Percutaneous Vertebroplasty (“percutaneous” means ‘through the skin’) is a minimally invasive procedure designed to relieve back pain caused by osteoporotic compression fractures of the thoracic (mid-back) and lumbar (low-back) spine that have failed to normally heal. By injecting bone cement into the compressed vertebra, the fracture is stabilized, significantly improving or alleviating back pain. Vertebroplasty also prevents further vertebral collapse, which is associated with height loss and spine curvature commonly seen with osteoporosis. With non-surgical therapies like vertebroplasty, you will experience less pain and risk, and will return quickly to previous activity levels.
The fractures are typically caused by decreased bone density also known as osteoporosis, but occasionally tumors arising from the spread of breast cancer, lung cancer, or non-cancerous tumors of bone such as hemangiomas, etc. can be treated to reduce the pain. The procedure is not used to treat ruptured/herniated discs or other types of degenerative spine disease.
A technologist or nurse will contact you 24-48 hours prior to your appointment to review medications you are currently taking, especially pain medications and blood thinners, discuss known allergies and your medical history, as well as answer your questions.
Contact your doctor before you stop taking any medication.
Please bring previous imaging study results (MRI, CT, x-rays) such as films, reports, or CD-ROMs, if available.
You will need a driver for your appointment. If you are unable to drive or arrange transportation, call us for assistance.
Please notify a member of our staff if you are nursing or if there is a chance you may be pregnant.
Patients meet with the radiologist prior to the day of the procedure for a consultation. The procedure will be discussed in detail at this time. As with any medical procedure, patients are encouraged to ask questions.
What to expect during the procedure
Vertebroplasty is an advanced pain management procedure that is performed in a special suite where we are able to offer I.V. sedation and monitoring by a nurse. The procedure will take approximately 1 hour.
You will lie on your stomach on a cushioned table. The radiologist will numb a small area of skin using a local anesthetic, which will sting for several seconds.

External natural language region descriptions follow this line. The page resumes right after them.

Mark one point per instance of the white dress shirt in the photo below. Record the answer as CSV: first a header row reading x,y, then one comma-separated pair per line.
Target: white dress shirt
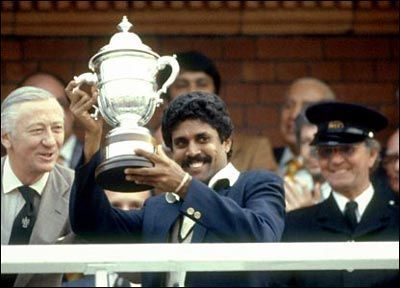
x,y
230,173
12,201
362,201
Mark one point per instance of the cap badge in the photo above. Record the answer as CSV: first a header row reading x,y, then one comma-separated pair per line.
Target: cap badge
x,y
335,124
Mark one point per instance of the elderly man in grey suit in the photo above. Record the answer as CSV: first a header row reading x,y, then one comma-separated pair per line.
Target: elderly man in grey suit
x,y
34,189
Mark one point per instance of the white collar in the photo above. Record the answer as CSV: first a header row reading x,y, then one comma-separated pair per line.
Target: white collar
x,y
11,182
362,200
229,172
67,149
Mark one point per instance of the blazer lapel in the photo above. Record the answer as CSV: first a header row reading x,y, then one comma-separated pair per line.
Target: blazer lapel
x,y
330,217
53,211
166,217
199,232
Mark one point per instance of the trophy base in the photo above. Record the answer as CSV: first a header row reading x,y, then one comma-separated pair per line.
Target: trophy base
x,y
110,173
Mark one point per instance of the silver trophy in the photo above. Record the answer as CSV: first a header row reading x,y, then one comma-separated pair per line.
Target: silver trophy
x,y
125,72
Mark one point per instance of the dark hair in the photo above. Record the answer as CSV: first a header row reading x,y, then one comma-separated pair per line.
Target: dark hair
x,y
40,72
203,106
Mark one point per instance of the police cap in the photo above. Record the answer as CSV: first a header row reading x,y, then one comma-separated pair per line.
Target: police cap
x,y
344,123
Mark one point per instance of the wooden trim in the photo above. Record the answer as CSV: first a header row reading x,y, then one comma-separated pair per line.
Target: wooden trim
x,y
72,18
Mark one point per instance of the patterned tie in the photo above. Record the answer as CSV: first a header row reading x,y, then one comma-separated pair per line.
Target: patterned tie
x,y
350,214
25,220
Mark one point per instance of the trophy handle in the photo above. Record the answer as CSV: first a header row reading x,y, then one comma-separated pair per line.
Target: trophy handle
x,y
162,62
90,79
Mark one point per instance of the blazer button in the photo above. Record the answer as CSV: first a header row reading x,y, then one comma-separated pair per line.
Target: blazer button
x,y
197,215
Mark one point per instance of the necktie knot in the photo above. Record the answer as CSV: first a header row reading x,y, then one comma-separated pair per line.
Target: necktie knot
x,y
29,195
25,219
350,214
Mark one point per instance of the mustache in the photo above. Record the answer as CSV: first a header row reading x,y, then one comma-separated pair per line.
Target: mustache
x,y
198,158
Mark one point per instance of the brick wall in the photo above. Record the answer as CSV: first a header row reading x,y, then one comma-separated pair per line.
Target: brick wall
x,y
255,69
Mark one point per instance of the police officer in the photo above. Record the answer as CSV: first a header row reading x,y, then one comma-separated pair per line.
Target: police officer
x,y
347,152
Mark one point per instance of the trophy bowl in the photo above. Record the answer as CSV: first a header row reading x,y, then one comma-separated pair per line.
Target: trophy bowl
x,y
125,72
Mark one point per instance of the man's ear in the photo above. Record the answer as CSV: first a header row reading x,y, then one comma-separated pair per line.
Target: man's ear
x,y
374,155
5,140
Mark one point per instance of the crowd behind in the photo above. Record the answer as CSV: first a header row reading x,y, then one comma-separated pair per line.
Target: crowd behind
x,y
332,181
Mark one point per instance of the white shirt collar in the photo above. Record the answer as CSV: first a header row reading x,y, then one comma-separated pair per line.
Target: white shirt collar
x,y
362,200
229,172
67,150
11,182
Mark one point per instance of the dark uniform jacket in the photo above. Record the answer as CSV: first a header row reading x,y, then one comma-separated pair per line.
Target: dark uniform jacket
x,y
324,222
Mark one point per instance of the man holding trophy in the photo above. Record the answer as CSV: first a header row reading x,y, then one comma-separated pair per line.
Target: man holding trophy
x,y
206,199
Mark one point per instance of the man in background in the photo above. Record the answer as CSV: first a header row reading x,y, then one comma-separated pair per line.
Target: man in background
x,y
72,147
391,164
306,186
300,94
354,211
199,73
34,188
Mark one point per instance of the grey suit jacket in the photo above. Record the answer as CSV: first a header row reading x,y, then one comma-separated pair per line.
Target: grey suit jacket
x,y
52,221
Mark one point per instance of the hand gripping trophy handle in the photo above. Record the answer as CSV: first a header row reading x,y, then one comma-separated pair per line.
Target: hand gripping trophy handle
x,y
90,79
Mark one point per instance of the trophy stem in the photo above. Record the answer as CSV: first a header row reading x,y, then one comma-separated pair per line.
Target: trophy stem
x,y
119,153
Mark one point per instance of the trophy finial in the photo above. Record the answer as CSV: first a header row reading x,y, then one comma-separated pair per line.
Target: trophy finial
x,y
125,25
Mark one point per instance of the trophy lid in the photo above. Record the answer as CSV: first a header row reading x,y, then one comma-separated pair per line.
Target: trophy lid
x,y
124,40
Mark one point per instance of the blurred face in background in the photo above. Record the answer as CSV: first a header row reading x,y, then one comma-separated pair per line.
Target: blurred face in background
x,y
189,81
127,201
299,95
347,167
391,161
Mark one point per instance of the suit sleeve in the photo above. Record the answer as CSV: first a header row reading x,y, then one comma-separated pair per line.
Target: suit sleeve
x,y
91,214
258,218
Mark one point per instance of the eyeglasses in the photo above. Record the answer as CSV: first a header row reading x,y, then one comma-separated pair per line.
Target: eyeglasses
x,y
390,159
326,152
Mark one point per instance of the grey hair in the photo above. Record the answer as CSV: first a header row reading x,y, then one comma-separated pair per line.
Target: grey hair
x,y
9,107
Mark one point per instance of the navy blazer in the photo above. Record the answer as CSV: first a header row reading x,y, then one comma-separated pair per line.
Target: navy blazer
x,y
252,210
324,222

Using x-ray-guidance (fluoroscope attached to a T.V. monitor), the radiologist will insert a specialized needle through the skin into the damaged vertebra.
The bone cement, which has the consistency of toothpaste, will be injected through the needle into the bone.
The material will begin to harden over 10-20 minutes, stabilizing the fractured vertebra.
It is possible to treat more than one fractured vertebra at a time, if necessary.
Throughout the procedure, the physician, nurse or technologist will monitor your condition and comfort level closely.
What to expect after the procedure
You will be asked to stay at our hospital for a period of time, depending on the number of fractures that are treated.
We will provide you with activity and physician rehabilitation guidelines.
Most patients experience marked pain relief within 24 to 72 hours, and may resume activities soon after the procedure.